Peter Zijlstra wrote:
> On Mon, 2009-01-12 at 18:13 +0200, Avi Kivity wrote:
>
>   
>> One thing that worries me here is that the spinners will spin on a 
>> memory location in struct mutex, which means that the cacheline holding 
>> the mutex (which is likely to be under write activity from the owner) 
>> will be continuously shared by the spinners, slowing the owner down when 
>> it needs to unshare it.  One way out of this is to spin on a location in 
>> struct mutex_waiter, and have the mutex owner touch it when it schedules 
>> out.
>>     
>
> Yeah, that is what pure MCS locks do -- however I don't think its a
> feasible strategy for this spin/sleep hybrid.
>   

Bummer.

>> So:
>> - each task_struct has an array of currently owned mutexes, appended to 
>> by mutex_lock()
>>     
>
> That's not going to fly I think. Lockdep does this but its very
> expensive and has some issues. We're currently at 48 max owners, and
> still some code paths manage to exceed that.
>   

Might make it per-cpu instead, and set a bit in the mutex when 
scheduling out so we know not to remove it from the list on unlock.

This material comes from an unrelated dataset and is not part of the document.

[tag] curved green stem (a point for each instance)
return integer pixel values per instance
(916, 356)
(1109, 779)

>> - mutex waiters spin on mutex_waiter.wait, which they initialize to zero
>> - when switching out of a task, walk the mutex list, and for each mutex, 
>> bump each waiter's wait variable, and clear the owner array
>>     
>
> Which is O(n).
>   

It may be better than O(n) cpus banging on the mutex for the lock 
duration.  Of course we should avoid walking the part of the list where 
non-spinning owners wait (or maybe have a separate list for spinners).

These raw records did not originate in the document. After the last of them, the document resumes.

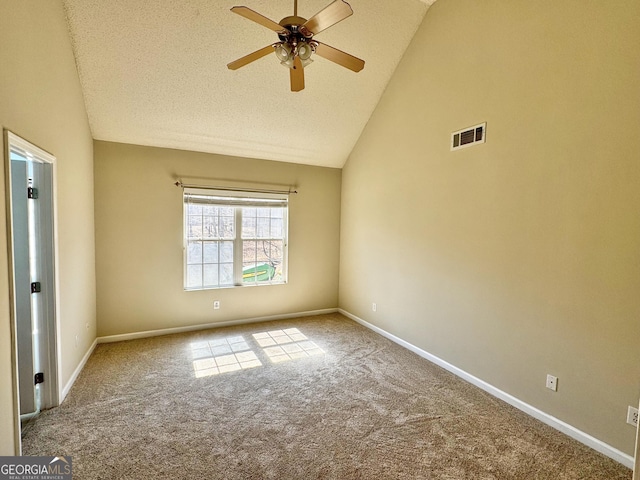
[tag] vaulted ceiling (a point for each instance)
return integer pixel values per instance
(154, 73)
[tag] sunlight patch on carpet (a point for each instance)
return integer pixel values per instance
(235, 353)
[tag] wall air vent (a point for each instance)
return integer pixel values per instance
(469, 136)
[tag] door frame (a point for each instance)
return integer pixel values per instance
(53, 361)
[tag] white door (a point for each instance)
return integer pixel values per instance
(33, 286)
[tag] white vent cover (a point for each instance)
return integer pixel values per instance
(469, 136)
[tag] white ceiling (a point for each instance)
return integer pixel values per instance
(154, 73)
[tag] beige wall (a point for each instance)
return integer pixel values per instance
(519, 257)
(41, 100)
(139, 245)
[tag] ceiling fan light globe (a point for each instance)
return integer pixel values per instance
(288, 63)
(304, 51)
(283, 52)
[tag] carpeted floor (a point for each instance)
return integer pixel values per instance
(310, 398)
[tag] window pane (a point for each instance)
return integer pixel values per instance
(226, 252)
(211, 275)
(194, 276)
(249, 251)
(276, 228)
(248, 225)
(263, 227)
(211, 210)
(194, 209)
(212, 237)
(226, 227)
(226, 274)
(209, 227)
(210, 252)
(194, 226)
(248, 272)
(194, 253)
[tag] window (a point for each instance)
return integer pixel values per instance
(234, 239)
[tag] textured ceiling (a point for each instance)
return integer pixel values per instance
(154, 73)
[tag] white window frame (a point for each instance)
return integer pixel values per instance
(238, 200)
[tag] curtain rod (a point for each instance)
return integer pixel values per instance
(235, 189)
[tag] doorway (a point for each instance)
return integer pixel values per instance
(30, 173)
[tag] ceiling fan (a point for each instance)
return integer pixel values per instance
(297, 45)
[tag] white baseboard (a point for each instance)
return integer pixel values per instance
(191, 328)
(65, 391)
(582, 437)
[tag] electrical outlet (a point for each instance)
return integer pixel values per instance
(632, 416)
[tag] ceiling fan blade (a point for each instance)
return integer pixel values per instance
(260, 19)
(252, 57)
(297, 75)
(325, 18)
(339, 57)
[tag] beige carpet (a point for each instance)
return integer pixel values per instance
(315, 397)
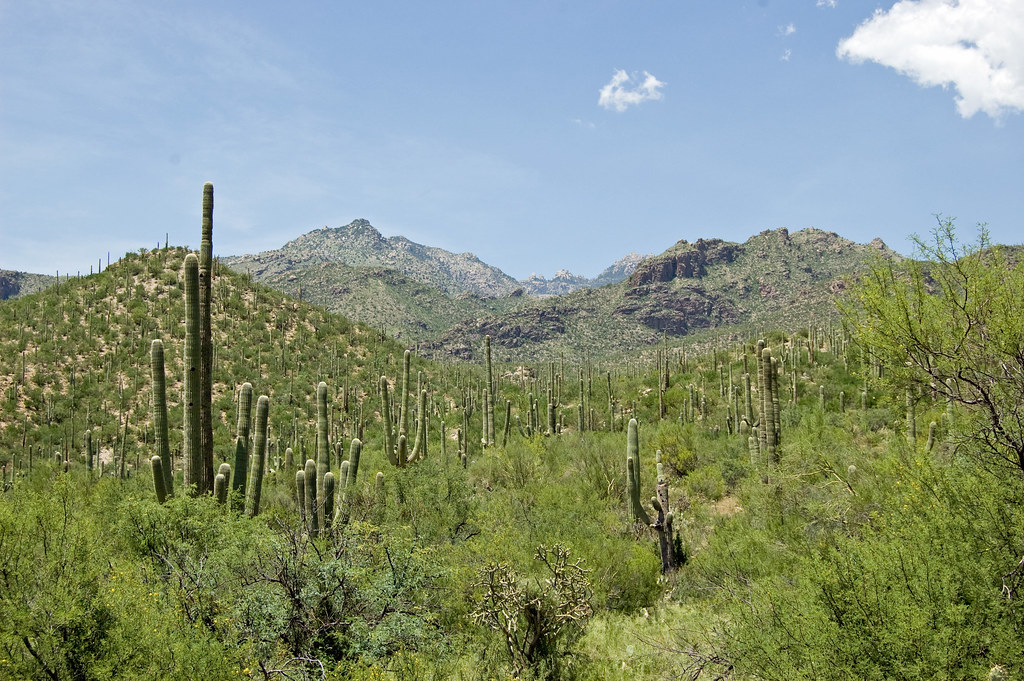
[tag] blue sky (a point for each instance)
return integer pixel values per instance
(538, 135)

>> - when unlocking a mutex, bump the nearest waiter's wait variable, and 
>> remove from the owner array
>>
>> Something similar might be done to spinlocks to reduce cacheline 
>> contention from spinners and the owner.
>>     
>
> Spinlocks can use 'pure' MCS locks.
>   

I'll read up on those, thanks.

-- 
error compiling committee.c: too many arguments to function